Do awareness sessions really help change citizens’ mindset as far as waste segregation and plastic reuse is concerned?
Yes. Change can be witnessed if citizens are provided with apt and viable options. In a group, at least 60 percent would change immediately, if they are given practical alternatives. We can expect 90% compliance in six months.
This ban will hit thousands of small and medium scale plastic manufacturers. What about their livelihood alternatives?
There will be some loss, but we should understand that such a ban is the need of the hour, if we want to save the planet for future generations. There is a huge market for eco-friendly packaging. On the other hand, the central government is also known to have given out loans for small and medium start-ups looking to manufacture biodegradable plastic-alternatives through schemes such as Mudra.
Now that the plastic ban is around the corner, can we say that we are in a safe, or soon-to-be-safe, zone?
No, we have a long way to go. The Government has not provided alternatives for polypropylene and other multi-layered packaging that is commonly used for chips and other similar food provisions. Electronic waste that reaches unauthorised scrap dealers and eventually the landfills also remains a threat to the environment. Rather than announcing a piecemeal ban on just plastic, the Chief Minister should have reiterated the importance of source segregation and looked at holistic waste management, including that of e-waste.
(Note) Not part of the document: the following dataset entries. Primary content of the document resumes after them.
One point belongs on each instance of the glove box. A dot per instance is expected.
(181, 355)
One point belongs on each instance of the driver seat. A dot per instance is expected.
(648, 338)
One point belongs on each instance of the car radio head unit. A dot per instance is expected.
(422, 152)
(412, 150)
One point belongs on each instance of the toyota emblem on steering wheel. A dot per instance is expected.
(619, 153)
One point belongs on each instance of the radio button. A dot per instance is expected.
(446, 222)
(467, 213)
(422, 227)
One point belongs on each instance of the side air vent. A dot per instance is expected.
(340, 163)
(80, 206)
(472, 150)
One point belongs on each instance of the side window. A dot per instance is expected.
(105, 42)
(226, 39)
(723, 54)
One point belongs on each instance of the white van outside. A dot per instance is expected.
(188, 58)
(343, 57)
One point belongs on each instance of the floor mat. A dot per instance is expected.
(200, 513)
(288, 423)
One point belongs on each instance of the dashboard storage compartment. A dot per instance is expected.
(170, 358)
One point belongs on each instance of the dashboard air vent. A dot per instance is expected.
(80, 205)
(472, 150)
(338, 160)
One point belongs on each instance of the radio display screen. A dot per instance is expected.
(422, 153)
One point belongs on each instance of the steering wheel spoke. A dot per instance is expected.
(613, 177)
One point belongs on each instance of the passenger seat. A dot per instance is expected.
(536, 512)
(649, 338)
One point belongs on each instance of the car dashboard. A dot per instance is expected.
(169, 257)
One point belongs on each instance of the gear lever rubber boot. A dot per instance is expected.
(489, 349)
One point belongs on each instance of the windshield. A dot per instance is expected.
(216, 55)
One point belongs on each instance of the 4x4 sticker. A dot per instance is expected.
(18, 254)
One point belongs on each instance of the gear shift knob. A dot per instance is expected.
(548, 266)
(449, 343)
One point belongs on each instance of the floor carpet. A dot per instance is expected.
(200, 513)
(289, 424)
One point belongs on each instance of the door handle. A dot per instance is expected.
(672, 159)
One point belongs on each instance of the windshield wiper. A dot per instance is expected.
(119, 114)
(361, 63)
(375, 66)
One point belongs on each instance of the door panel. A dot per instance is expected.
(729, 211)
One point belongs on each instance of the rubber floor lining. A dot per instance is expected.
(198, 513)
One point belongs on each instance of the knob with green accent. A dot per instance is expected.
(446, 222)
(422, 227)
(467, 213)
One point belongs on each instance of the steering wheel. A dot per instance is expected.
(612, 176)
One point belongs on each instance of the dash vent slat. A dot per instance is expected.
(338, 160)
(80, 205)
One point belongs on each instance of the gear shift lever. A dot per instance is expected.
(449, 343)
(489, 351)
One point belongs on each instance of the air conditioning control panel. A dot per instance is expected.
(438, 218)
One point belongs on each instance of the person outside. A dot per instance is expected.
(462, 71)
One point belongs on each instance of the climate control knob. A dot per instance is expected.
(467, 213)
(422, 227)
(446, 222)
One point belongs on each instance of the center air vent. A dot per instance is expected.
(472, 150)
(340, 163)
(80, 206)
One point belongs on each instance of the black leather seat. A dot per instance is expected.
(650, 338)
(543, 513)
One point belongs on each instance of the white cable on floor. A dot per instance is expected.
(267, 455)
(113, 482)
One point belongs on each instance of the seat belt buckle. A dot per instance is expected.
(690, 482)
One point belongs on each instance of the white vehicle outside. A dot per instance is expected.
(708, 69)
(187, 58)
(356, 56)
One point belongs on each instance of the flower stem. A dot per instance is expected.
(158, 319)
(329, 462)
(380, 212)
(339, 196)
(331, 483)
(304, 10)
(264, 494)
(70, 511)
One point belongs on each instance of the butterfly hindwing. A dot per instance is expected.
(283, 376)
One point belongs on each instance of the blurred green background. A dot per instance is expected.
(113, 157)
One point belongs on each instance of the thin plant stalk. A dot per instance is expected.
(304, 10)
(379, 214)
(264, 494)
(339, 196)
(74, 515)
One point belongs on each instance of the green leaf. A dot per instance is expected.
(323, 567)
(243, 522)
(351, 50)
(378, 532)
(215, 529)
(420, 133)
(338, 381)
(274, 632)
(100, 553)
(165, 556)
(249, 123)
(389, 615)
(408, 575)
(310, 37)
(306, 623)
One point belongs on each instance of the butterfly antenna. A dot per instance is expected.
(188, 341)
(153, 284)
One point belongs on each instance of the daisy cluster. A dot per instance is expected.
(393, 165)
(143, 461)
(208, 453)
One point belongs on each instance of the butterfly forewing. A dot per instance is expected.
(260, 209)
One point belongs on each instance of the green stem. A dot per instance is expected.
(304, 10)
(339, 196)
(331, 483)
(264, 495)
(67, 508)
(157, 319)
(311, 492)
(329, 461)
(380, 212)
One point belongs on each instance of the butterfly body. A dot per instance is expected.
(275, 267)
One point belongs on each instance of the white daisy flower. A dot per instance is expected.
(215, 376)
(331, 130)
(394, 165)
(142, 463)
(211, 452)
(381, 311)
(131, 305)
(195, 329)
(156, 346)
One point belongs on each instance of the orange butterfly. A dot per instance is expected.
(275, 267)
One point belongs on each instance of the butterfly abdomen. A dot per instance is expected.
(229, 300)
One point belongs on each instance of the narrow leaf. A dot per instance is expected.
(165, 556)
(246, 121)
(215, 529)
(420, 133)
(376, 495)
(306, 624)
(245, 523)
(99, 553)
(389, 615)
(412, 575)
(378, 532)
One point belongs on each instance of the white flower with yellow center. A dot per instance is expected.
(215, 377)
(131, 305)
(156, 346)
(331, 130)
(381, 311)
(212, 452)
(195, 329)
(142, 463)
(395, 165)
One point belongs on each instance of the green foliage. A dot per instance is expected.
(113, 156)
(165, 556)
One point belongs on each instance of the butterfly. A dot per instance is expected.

What measures should citizens adopt to make Chennai a cleaner, environmentally resilient city?
A four-R mantra — Refuse, Reduce, Reuse and Recycle — should be adopted by each and every citizen. Refuse taking single use plastic, reduce consumption by choosing only necessary plastics and reuse them properly. Recycling is the last option as it is also hazardous to the nature. The people of the city are the important stakeholders in terms of plastic consumption as well as its impact, and they have to be on board with the ban, to make the city cleaner and sustainable.
Since, you talk about re-cycling, what are the options available for a Chennaiite to recycle plastic?
Citizens can drop off the reusable plastic at the scrap shops that are present in every street corner of Chennai. These middle men accumulate the plastic and send it to the recycling units. Chennai Corporation claims that the conservancy staff has been collecting recyclables every Wednesday,but this is consistently followed in only a few localities of Chennai. So, the best option is to rely on scrap dealers and recyclers, whose livelihood depends on this.
So, would you blame the people for the waste crisis that we see in the city — or the corporation, or both?
If asked to grade, I would first blame the Corporation for not having the conviction to go the last mile. Mandatory source segregation implemented by Chennai Corporation a year ago lies in the doldrums. They could have enforced and implemented source segregation effectively in at least one ward to motivate others.
Of course, citizens are also guilty, as they have not really stepped up their segregation efforts. We need to realise that this is no longer someone else’s problem, it is now everyone’s problem.